負け続けている巨人もプレッシャーだったろうが、勝ち続けているソフトバンクも重荷はあったろう。最終9回に1点差まで詰め寄ったが巨人戦の連勝は14でストップした。19年の交流戦から始まった打倒Gの連勝街道。2度の日本シリーズ4連勝もあって、何かと注目を集めたカードだったが、これでようやくひと区切りか。今秋、3年連続のシリーズ対決が結実するまで「因縁の戦い」はお預けである。
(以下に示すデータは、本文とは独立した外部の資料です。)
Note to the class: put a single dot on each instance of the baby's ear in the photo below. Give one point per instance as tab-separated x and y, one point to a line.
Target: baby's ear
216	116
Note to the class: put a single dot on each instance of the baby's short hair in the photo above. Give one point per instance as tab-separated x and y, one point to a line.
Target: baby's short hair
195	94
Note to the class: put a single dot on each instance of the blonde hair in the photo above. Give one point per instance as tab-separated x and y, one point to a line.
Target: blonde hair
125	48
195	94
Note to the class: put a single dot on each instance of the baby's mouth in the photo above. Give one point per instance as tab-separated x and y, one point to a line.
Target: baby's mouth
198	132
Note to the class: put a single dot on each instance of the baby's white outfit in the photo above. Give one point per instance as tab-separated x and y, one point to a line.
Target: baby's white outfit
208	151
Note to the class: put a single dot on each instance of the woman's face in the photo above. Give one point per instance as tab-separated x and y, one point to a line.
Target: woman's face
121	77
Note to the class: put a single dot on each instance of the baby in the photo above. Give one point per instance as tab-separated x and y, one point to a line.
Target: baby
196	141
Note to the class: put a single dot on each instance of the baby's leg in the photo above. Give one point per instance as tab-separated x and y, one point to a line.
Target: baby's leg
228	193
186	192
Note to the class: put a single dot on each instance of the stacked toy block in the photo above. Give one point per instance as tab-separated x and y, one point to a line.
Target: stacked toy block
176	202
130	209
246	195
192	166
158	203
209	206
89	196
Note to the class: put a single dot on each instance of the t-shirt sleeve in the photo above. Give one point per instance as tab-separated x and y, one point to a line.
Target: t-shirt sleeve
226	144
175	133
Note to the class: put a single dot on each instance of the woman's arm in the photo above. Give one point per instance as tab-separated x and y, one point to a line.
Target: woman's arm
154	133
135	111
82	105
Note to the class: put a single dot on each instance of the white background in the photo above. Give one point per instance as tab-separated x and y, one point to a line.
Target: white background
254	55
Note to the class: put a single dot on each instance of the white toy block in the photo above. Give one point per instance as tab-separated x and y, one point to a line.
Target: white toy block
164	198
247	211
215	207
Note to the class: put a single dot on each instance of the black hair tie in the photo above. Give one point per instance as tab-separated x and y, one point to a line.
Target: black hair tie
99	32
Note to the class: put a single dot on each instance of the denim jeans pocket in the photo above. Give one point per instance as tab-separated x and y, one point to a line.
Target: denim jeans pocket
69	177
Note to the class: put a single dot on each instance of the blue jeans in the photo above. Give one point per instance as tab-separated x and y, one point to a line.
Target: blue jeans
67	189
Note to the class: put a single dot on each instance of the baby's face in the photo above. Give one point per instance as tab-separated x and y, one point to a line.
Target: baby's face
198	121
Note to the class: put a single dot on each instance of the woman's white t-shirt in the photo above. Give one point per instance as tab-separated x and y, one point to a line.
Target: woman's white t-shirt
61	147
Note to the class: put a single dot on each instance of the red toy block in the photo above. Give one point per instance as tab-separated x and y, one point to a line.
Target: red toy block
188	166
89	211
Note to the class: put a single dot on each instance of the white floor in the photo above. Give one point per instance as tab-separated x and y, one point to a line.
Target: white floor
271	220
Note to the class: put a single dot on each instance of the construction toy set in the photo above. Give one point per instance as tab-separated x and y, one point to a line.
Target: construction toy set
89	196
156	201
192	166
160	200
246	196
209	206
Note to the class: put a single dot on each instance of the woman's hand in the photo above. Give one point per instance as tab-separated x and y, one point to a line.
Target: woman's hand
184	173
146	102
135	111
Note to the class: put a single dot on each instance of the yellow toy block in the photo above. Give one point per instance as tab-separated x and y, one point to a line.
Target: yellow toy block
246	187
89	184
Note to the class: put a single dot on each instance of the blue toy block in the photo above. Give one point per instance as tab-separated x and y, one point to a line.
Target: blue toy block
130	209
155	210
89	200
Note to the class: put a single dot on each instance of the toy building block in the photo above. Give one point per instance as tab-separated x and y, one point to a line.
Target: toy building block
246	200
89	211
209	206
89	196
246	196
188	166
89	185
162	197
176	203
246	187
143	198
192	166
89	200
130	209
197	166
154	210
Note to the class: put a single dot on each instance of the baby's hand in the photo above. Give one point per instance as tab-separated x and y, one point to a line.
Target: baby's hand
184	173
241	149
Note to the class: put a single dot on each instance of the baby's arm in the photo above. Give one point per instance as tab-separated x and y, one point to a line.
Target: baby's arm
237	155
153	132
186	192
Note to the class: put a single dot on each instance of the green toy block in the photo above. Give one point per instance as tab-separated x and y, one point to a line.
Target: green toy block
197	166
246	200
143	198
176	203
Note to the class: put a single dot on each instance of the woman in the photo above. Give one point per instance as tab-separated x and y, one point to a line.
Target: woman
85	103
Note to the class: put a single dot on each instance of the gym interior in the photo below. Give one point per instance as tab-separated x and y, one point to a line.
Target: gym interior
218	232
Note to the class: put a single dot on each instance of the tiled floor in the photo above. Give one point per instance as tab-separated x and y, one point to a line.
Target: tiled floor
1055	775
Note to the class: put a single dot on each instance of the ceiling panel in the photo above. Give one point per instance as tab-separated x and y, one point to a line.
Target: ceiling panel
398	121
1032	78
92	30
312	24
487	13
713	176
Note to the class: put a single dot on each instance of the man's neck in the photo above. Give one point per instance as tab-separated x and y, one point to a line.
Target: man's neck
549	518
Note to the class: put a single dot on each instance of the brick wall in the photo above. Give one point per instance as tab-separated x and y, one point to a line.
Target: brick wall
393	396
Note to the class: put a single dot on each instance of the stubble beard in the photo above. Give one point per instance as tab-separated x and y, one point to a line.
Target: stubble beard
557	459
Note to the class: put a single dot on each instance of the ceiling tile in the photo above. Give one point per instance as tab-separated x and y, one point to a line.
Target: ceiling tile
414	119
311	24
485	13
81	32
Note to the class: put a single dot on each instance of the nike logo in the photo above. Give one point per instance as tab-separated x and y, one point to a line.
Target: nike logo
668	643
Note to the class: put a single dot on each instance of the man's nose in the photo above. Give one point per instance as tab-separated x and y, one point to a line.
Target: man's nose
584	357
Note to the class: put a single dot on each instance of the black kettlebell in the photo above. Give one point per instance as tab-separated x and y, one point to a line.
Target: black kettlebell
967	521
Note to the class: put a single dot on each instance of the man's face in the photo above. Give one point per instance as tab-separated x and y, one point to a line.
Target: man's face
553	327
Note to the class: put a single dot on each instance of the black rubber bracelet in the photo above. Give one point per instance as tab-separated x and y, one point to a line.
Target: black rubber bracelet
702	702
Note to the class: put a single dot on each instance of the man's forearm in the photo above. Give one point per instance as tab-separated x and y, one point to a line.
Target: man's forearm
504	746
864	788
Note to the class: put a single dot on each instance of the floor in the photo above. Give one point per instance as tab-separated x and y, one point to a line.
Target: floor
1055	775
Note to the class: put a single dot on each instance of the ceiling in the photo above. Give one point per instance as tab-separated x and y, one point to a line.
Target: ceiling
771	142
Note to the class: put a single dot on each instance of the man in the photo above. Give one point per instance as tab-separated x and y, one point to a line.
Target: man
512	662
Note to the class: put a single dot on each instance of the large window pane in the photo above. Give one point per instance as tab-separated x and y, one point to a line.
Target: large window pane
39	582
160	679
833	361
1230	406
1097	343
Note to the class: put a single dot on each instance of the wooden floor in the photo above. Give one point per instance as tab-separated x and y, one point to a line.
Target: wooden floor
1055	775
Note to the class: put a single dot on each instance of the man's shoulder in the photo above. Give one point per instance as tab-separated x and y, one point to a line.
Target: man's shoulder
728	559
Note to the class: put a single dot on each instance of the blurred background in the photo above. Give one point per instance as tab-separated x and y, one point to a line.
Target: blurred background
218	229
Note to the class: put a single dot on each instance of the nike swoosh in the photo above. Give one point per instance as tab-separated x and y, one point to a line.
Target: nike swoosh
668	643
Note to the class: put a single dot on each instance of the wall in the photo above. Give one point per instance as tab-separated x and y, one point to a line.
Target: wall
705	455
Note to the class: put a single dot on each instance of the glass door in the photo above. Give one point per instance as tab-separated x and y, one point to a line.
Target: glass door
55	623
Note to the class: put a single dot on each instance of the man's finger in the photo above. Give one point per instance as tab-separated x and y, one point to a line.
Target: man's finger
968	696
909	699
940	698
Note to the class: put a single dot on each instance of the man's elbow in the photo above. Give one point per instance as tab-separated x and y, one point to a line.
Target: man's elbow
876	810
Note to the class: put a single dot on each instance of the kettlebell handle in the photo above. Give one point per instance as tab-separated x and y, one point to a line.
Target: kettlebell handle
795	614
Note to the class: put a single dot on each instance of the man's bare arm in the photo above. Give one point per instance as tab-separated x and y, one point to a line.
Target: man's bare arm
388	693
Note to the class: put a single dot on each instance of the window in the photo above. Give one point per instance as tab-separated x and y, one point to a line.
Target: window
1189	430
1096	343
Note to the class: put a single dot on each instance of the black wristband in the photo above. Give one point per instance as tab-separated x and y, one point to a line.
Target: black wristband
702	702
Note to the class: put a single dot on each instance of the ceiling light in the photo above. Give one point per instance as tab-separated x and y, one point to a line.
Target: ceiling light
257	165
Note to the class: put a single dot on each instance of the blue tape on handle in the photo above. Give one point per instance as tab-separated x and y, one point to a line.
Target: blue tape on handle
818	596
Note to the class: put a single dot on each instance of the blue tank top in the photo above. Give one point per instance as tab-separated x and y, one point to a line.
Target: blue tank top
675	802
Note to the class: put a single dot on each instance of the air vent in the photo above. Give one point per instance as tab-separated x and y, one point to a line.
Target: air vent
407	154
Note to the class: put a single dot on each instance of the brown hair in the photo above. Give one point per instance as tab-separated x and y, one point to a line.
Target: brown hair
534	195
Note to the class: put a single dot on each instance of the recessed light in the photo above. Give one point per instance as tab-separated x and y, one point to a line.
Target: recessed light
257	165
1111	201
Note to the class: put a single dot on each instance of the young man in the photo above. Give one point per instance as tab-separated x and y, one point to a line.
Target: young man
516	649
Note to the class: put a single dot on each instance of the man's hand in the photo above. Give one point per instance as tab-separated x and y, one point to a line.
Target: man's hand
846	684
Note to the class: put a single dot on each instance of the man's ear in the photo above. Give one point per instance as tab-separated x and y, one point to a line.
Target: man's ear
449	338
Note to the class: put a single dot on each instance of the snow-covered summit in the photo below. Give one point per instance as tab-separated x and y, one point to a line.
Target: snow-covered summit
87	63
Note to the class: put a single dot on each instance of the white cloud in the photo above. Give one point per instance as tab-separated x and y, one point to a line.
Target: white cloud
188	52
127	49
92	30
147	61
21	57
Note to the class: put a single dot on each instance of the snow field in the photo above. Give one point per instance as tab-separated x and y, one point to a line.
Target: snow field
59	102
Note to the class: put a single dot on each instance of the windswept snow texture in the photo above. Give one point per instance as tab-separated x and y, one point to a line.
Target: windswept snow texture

ホークスが強くて、巨人が弱いとは断言できないが、3戦目の先発メンバーを見ていると「生え抜き」(外国人選手は除く)の差を感じずにはいられない。巨人は吉川、岡本和、松原の3人。ソフトバンクは7番バレンティン以外は8人すべて生え抜きの選手たちだ。FA補強やトレードなど戦力強化を目指して各チーム編成を行っているだけに、生え抜きの多さがそのままチームの強さに直結するとは言い切れないが、選手たちの確実な成長とチームの「土台」がしっかりと固まっているという点ではアドバンテージがあるのではないだろうか。「チーム一丸」という精神的要素も作りやすいはずだ。

ホークスは対G15連勝でさらに波に乗りたかったろうが惜敗に終わった。「今年は交流戦がないのはさびしいよね。いつもきっちり勝ちよるもん」。6月開幕となった昨年、そう言って苦笑いしていたのは9月に急逝した故川村隆史コンディショニング担当(享年55)だった。5月30日は川村さんの誕生日だった。天国から見守る明るい「兄貴分」に白星はプレゼントすることはできなかった。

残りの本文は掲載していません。